Makigami

Where the method comes from

Makigami means "paper roll" in Japanese. It is a structured method that records and helps to analyse all losses occurring in the value-added process.

This is central

Makigami is a process mapping technique. The improvements with Makigami have an effect on throughput times, errors, process stability, costs, etc.
This method is often used for processes where the product or service is not immediately apparent, such as in administrative departments, hospitals or laboratories.
It is a group work that involves all actors in the process.
The duration of a Makigami analysis depends on the complexity of the process and the experience of the participants.

This is the procedure

Analysis in 6 steps:

Step 1: Preparation

  • Select a process and clearly define the start and end points
  • Identify the team members who will participate in the analysis: involve all disciplines, not forgetting suppliers and customers.
  • Find all media

Step 2: Describe the current state of the process by making the invisible visible.

  • Identify all actors in the process in the left column, starting with the customer.
  • Describe all activities chronologically for each actor in detail: The activity or the action of the actor is descibed with a verb and a subject. For example: instead of [Sale] [Receives request] set [Sale] [Confirms receipt].
  • Drag the communication lines from one activity to another: Who transmits what to whom? You can use colour codes to indicate whether the information is always correct, punctual and complete (green) or, on the contrary, if there is a discrepancy (red).
  • For each activity, evaluate the time needed (start and end of the activity) and bottlenecks.
  • Collect all documents, systems and data used in this process.
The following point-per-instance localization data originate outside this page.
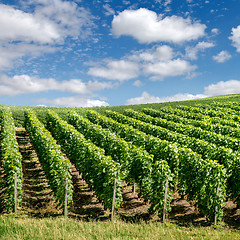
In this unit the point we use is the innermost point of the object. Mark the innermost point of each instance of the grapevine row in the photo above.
(199, 178)
(221, 113)
(135, 162)
(54, 164)
(203, 124)
(196, 116)
(225, 156)
(11, 161)
(98, 170)
(196, 132)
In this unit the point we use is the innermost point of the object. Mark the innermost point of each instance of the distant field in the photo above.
(179, 158)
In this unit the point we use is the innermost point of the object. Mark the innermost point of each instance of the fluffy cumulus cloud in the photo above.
(75, 101)
(236, 37)
(147, 98)
(192, 52)
(222, 88)
(37, 26)
(22, 84)
(147, 27)
(172, 68)
(222, 57)
(120, 70)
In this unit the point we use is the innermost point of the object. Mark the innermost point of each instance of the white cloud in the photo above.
(164, 2)
(172, 68)
(223, 56)
(137, 83)
(120, 70)
(22, 84)
(160, 53)
(220, 88)
(192, 52)
(108, 10)
(215, 31)
(236, 37)
(76, 101)
(147, 98)
(147, 27)
(223, 88)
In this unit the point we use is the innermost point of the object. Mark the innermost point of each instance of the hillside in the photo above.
(190, 147)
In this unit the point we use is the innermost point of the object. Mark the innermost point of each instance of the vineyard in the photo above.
(159, 154)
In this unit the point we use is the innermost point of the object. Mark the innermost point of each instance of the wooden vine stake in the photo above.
(114, 197)
(134, 187)
(15, 192)
(165, 203)
(66, 193)
(215, 218)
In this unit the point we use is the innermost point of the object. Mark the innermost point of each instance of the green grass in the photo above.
(60, 228)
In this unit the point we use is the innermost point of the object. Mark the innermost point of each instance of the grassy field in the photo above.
(59, 228)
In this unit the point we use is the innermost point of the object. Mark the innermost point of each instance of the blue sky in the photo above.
(83, 53)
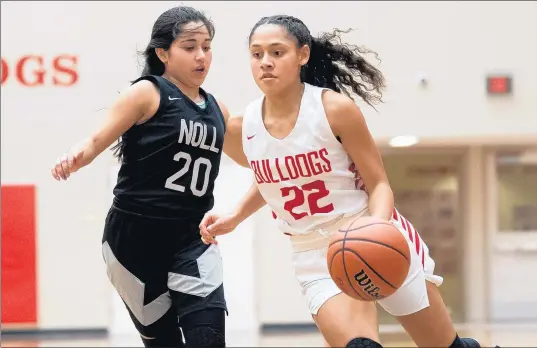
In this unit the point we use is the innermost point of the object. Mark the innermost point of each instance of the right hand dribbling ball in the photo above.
(368, 258)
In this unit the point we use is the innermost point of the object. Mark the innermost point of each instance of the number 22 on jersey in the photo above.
(312, 192)
(196, 167)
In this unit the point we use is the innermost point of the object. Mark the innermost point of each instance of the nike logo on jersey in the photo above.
(303, 165)
(196, 134)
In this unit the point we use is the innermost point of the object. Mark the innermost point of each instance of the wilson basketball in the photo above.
(368, 259)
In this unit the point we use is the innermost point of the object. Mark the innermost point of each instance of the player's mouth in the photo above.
(267, 76)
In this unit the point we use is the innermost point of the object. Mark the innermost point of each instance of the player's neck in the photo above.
(286, 103)
(192, 92)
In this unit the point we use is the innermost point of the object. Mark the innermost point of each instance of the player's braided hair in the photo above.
(333, 64)
(167, 27)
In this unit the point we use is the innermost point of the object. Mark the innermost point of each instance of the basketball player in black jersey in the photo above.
(172, 137)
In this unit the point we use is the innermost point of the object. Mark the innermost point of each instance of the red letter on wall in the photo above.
(19, 291)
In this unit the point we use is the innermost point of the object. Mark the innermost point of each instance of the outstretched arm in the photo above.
(138, 103)
(233, 137)
(349, 124)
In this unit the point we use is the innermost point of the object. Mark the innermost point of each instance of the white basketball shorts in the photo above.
(311, 269)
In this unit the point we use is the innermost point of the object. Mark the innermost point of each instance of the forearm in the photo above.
(381, 201)
(251, 202)
(90, 150)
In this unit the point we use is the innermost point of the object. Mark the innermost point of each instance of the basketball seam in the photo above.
(371, 268)
(380, 243)
(357, 228)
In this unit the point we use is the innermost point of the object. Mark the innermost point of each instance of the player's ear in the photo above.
(304, 54)
(162, 54)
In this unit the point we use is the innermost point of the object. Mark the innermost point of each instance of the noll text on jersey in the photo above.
(304, 165)
(195, 134)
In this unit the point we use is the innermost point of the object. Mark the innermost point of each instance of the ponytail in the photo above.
(342, 68)
(333, 64)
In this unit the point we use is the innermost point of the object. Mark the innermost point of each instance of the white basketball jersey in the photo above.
(307, 178)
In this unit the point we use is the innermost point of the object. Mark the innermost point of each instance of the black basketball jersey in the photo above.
(170, 162)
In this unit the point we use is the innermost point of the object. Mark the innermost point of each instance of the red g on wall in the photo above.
(40, 70)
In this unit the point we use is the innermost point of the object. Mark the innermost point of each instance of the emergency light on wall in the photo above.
(499, 85)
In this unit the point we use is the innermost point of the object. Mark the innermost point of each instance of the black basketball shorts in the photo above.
(160, 265)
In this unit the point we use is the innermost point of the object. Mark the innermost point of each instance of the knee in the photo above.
(205, 328)
(204, 336)
(362, 342)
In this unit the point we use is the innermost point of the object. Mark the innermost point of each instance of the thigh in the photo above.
(342, 318)
(195, 279)
(339, 317)
(136, 265)
(164, 332)
(412, 296)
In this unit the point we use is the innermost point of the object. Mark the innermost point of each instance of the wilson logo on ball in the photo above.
(367, 285)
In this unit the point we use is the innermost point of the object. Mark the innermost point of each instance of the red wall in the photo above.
(19, 291)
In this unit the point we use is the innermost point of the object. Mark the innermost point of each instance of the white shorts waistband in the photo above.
(320, 237)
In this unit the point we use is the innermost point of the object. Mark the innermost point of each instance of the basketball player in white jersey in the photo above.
(302, 143)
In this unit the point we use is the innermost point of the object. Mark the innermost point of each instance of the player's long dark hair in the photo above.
(167, 27)
(333, 64)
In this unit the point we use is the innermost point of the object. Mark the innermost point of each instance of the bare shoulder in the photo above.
(341, 111)
(143, 90)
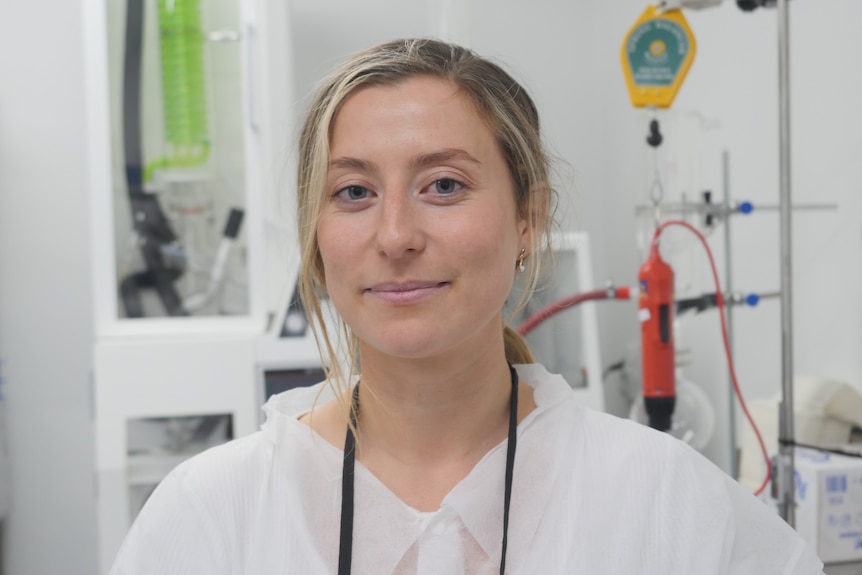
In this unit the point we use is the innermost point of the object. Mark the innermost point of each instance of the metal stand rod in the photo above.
(786, 485)
(728, 286)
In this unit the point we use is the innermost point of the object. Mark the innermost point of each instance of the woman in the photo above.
(423, 192)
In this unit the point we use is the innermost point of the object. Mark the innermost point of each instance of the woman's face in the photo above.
(419, 234)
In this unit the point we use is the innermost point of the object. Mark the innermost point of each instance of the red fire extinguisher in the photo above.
(657, 352)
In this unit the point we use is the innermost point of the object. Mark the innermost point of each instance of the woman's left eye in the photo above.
(446, 186)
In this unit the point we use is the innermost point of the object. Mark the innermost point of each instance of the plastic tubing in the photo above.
(181, 45)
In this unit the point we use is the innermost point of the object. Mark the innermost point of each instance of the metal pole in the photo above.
(786, 485)
(728, 286)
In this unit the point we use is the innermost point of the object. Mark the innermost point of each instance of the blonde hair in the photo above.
(506, 108)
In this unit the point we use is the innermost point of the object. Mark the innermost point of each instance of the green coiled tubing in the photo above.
(181, 43)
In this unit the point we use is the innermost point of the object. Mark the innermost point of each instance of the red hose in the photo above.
(543, 314)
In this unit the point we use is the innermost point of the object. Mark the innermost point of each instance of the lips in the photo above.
(406, 292)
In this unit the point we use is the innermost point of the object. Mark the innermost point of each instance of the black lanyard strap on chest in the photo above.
(345, 548)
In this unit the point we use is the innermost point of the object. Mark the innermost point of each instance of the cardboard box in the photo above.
(829, 504)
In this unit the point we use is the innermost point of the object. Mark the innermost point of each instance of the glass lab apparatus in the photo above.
(179, 142)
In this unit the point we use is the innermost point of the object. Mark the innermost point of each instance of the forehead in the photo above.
(419, 109)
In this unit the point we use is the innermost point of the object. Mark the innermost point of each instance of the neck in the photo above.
(424, 412)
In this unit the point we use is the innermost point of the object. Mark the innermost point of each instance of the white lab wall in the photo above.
(568, 55)
(45, 311)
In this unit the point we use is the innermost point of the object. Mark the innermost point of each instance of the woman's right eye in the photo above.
(352, 193)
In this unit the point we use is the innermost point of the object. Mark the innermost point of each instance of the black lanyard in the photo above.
(345, 547)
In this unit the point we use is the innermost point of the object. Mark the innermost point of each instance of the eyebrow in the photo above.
(422, 161)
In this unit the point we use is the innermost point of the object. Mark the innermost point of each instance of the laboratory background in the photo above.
(146, 314)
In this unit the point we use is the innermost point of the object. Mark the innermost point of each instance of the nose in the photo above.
(399, 230)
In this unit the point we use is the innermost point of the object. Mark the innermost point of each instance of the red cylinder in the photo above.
(657, 350)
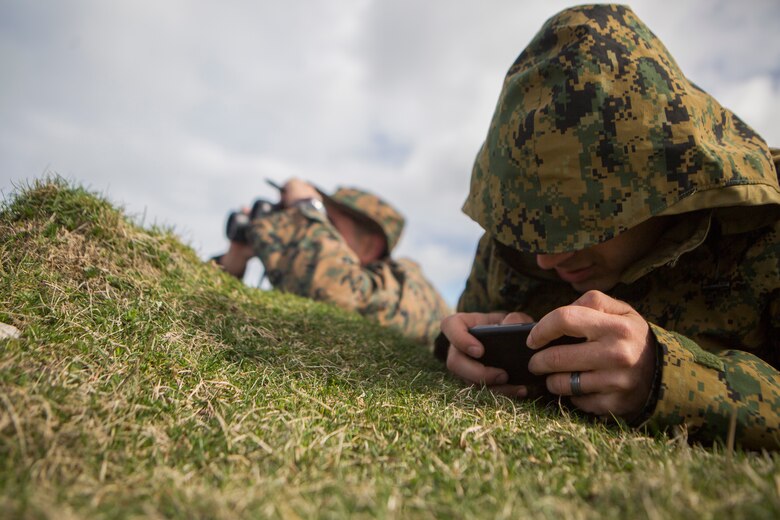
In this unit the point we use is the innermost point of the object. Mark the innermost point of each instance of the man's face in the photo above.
(600, 267)
(355, 239)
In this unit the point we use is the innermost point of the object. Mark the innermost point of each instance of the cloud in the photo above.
(179, 110)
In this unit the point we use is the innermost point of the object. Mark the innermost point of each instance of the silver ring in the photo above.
(576, 389)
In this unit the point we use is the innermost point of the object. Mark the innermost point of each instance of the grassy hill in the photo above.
(147, 384)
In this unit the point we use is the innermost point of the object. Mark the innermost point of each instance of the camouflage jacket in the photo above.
(713, 304)
(305, 255)
(596, 130)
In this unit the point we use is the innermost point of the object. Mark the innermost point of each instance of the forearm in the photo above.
(703, 391)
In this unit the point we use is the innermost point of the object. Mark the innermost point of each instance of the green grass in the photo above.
(147, 384)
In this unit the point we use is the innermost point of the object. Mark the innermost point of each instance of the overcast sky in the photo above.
(178, 110)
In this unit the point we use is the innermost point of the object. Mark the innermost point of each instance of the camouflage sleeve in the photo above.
(304, 254)
(703, 391)
(475, 295)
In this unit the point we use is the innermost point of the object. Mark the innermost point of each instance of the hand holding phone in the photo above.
(505, 348)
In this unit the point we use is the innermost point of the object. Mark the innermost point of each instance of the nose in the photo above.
(546, 261)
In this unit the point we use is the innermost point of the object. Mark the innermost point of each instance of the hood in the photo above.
(596, 130)
(368, 207)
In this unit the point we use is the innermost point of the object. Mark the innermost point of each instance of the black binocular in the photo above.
(238, 221)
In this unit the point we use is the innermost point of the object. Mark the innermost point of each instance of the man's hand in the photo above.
(296, 190)
(464, 348)
(616, 363)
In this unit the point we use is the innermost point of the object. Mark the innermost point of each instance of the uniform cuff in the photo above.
(689, 379)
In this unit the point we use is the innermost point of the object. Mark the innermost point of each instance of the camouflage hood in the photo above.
(596, 130)
(369, 207)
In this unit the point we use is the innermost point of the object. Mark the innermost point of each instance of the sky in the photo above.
(179, 110)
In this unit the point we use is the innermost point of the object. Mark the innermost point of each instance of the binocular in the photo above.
(238, 222)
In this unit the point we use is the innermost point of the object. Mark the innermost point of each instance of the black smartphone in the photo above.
(505, 348)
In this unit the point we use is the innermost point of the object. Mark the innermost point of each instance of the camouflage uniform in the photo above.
(596, 130)
(304, 254)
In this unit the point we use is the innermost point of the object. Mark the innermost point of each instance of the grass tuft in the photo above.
(146, 383)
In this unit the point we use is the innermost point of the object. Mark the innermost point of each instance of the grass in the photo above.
(148, 384)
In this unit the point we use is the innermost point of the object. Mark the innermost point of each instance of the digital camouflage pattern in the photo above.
(365, 205)
(304, 254)
(597, 130)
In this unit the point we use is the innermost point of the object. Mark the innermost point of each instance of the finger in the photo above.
(473, 371)
(562, 383)
(570, 358)
(601, 302)
(572, 320)
(456, 328)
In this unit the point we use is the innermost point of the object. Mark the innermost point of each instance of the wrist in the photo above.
(312, 203)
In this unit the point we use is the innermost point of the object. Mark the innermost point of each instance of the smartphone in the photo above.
(505, 348)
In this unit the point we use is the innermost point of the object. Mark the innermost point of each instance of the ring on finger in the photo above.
(576, 388)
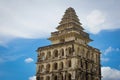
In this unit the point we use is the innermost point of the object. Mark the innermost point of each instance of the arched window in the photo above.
(55, 77)
(42, 68)
(48, 78)
(69, 76)
(55, 66)
(61, 76)
(42, 56)
(48, 55)
(62, 52)
(48, 67)
(69, 63)
(70, 51)
(38, 78)
(41, 78)
(61, 65)
(55, 53)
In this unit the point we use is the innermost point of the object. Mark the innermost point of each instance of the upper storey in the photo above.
(69, 29)
(70, 19)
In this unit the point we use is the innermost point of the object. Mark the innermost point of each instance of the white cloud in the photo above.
(28, 60)
(105, 59)
(110, 49)
(109, 73)
(6, 58)
(98, 20)
(32, 78)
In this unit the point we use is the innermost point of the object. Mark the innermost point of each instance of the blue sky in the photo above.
(25, 25)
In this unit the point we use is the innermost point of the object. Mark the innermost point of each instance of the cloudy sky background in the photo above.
(25, 25)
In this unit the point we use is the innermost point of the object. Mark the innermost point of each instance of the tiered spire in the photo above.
(69, 17)
(69, 29)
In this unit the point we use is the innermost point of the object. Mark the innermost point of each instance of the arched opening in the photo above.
(48, 67)
(62, 52)
(69, 63)
(48, 55)
(41, 78)
(42, 56)
(38, 78)
(55, 77)
(69, 76)
(55, 66)
(48, 78)
(61, 65)
(61, 76)
(55, 53)
(42, 68)
(70, 51)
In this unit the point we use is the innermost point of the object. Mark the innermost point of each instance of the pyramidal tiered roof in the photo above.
(69, 27)
(69, 17)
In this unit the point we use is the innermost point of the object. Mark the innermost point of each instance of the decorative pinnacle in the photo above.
(70, 16)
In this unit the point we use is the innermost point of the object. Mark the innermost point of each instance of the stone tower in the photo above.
(69, 57)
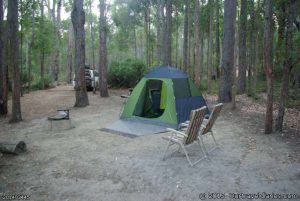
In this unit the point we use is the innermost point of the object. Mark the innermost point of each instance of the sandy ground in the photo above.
(85, 163)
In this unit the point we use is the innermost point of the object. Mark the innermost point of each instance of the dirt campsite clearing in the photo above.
(85, 163)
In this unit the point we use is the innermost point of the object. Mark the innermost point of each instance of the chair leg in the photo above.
(212, 134)
(202, 143)
(187, 155)
(201, 147)
(165, 152)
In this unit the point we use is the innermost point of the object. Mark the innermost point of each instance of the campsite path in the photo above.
(85, 163)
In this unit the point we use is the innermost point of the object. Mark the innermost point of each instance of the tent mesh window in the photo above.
(181, 88)
(150, 100)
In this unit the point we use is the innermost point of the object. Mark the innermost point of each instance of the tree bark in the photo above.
(78, 20)
(103, 50)
(252, 48)
(168, 34)
(92, 35)
(268, 67)
(58, 41)
(227, 63)
(185, 36)
(197, 69)
(3, 108)
(70, 55)
(159, 33)
(281, 16)
(42, 56)
(177, 37)
(210, 48)
(242, 49)
(287, 66)
(30, 46)
(217, 68)
(12, 19)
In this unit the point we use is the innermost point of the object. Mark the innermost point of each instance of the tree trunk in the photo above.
(281, 29)
(30, 46)
(242, 48)
(103, 51)
(3, 111)
(217, 65)
(197, 69)
(168, 33)
(12, 20)
(92, 35)
(252, 48)
(268, 64)
(70, 55)
(78, 20)
(191, 47)
(227, 63)
(185, 36)
(135, 41)
(210, 48)
(57, 53)
(177, 37)
(42, 56)
(287, 66)
(159, 33)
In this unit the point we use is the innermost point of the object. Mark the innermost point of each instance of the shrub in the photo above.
(126, 73)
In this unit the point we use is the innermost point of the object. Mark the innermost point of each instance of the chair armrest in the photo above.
(176, 132)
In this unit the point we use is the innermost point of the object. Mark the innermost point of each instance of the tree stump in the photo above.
(13, 148)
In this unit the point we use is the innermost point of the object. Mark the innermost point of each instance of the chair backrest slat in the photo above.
(212, 118)
(196, 119)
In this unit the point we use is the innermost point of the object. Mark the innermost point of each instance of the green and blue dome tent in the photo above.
(164, 96)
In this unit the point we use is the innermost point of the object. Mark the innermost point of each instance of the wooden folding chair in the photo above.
(190, 135)
(206, 127)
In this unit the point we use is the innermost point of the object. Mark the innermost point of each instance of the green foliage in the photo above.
(126, 73)
(37, 83)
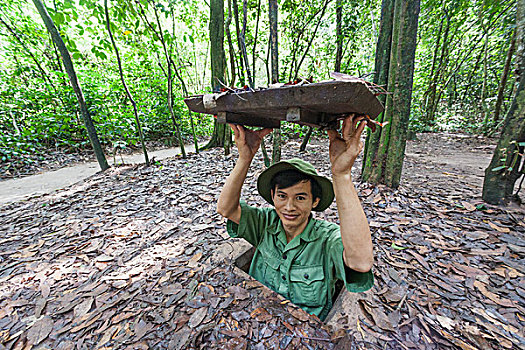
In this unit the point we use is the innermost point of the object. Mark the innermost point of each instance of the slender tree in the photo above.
(385, 164)
(381, 68)
(221, 136)
(504, 78)
(68, 65)
(506, 166)
(274, 48)
(338, 35)
(124, 85)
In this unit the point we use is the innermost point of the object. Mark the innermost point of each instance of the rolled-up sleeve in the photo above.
(251, 225)
(354, 281)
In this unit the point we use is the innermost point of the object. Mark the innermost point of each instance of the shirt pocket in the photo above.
(269, 268)
(307, 284)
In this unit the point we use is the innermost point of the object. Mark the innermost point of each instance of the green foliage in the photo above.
(38, 110)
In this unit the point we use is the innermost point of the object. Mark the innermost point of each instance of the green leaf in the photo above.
(58, 18)
(498, 168)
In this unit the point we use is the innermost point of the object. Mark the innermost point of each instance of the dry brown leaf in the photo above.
(121, 317)
(298, 313)
(499, 228)
(194, 259)
(261, 315)
(83, 308)
(45, 289)
(495, 298)
(197, 317)
(468, 206)
(40, 330)
(142, 328)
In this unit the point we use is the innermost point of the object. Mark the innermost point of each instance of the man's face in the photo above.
(294, 205)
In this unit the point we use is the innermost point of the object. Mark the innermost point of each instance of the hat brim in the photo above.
(265, 190)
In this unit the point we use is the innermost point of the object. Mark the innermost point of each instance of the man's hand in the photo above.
(248, 141)
(345, 148)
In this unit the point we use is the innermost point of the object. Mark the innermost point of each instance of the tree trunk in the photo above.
(433, 95)
(242, 77)
(504, 78)
(382, 64)
(505, 166)
(306, 139)
(68, 65)
(311, 40)
(221, 135)
(254, 51)
(169, 64)
(338, 34)
(272, 14)
(128, 93)
(385, 165)
(242, 43)
(45, 76)
(230, 44)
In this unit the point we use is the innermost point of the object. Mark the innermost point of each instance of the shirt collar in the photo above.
(308, 234)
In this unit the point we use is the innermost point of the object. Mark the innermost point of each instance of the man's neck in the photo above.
(291, 233)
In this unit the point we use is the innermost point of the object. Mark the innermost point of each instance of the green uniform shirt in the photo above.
(304, 270)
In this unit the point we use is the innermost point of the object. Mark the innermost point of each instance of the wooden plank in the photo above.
(233, 118)
(318, 104)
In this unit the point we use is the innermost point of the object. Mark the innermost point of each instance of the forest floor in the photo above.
(133, 258)
(52, 175)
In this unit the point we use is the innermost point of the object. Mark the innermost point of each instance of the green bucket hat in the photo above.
(264, 181)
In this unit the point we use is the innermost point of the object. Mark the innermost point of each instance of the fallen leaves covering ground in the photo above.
(128, 259)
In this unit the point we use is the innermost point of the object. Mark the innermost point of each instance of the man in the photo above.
(297, 256)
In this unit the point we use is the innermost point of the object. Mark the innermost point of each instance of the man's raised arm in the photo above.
(248, 142)
(355, 232)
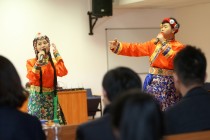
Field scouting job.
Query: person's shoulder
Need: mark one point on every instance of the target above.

Step 3: Distinguish what is of value from losses

  • As a team, distinguish between activities that are necessary and those that can be eliminated, problematic activities where the team is divided in terms of use, and non-problematic activities that have little potential for improvement.
  • Calculate what proportion of time is of value.

Step 4: Develop and visualise the ideal situation

  • By removing all activities without added value, the team shapes the new process by adding maximum value to the process.
  • The team then determines how to move from the current process to the ideal process.

Step 5: Create and implement a detailed improvement plan

  • A detailed plan of who does what when for each activity is drawn up by the team and validated by the people in charge.
  • Updating standards and providing the necessary training.

Step 6: Further improvement - Once the improvement plan is implemented, continue to identify potential for improvement through Kaizen workshops or ideas.